Litigation Release No. 24049 / February 15, 2018

SEC v. Southridge Capital Management LLC, et al., No. 10-cv-1685 (D. Conn. Filed Oct. 25, 2010)

The Securities and Exchange Commission today announced that it obtained final judgments against a Ridgefield, Connecticut-based hedge fund manager and his investment advisory businesses. The federal court in Connecticut ordered the defendants to pay nearly $13 million in disgorgement and penalties after the court had previously determined that the defendants had illegally diverted investor money for use by other hedge funds that were illiquid and in need of cash.

The court earlier found Stephen Hicks and the businesses liable on the SEC's claim that they misappropriated investor funds. The SEC alleged that investors were defrauded because they were not told about the transfers of hedge fund assets while they were taking place. According to the SEC's complaint, Hicks sent a letter to investors admitting that legal and administrative expenses had been improperly allocated between funds, but rather than repaying the money, he transferred illiquid securities to the funds.

The February 10th judgments against Stephen Hicks, Southridge Capital Management LLC, and Southridge Advisors LLC incorporated the Partial Final Judgment issued by the District Court on August 2, 2017. The Final Judgment enjoined the Southridge entities and Hicks from violating Section 10(b) of the Securities Exchange Act of 1934 and Rule 10b-5 thereunder; Section 17(a) of the Securities Act of 1933; and Section 206(1), (2), and (4) of the Investment Advisers Act of 1940 and Rule 206(4)-8 thereunder, and required them to pay $7,864,064 in disgorgement and prejudgment interest that was previously ordered. Hicks also must pay a $5 million penalty.

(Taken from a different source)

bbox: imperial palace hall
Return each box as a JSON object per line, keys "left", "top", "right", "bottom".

The additional claims resolved by the final judgments involved accusations that Hicks fraudulently misstated the value of the fund's largest investment to artificially inflate the management fees Defendants collected from investors. This settlement also resolves allegations that Hicks fraudulently solicited investors by telling them that the majority of their investments would be placed in unrestricted, free-trading shares (meaning shares that were available to be sold), cash, or near cash. According to the complaint, Hicks instead invested large portions of the solicited money in relatively illiquid deals. The defendants consented to the entry of the final judgments, and neither admit nor deny the allegations in the SEC's complaint.

For further information, please refer to Litigation Release Nos. 23905 (Aug. 11, 2017) (partial final judgment and 21709 (Oct. 25, 2010) (case filed).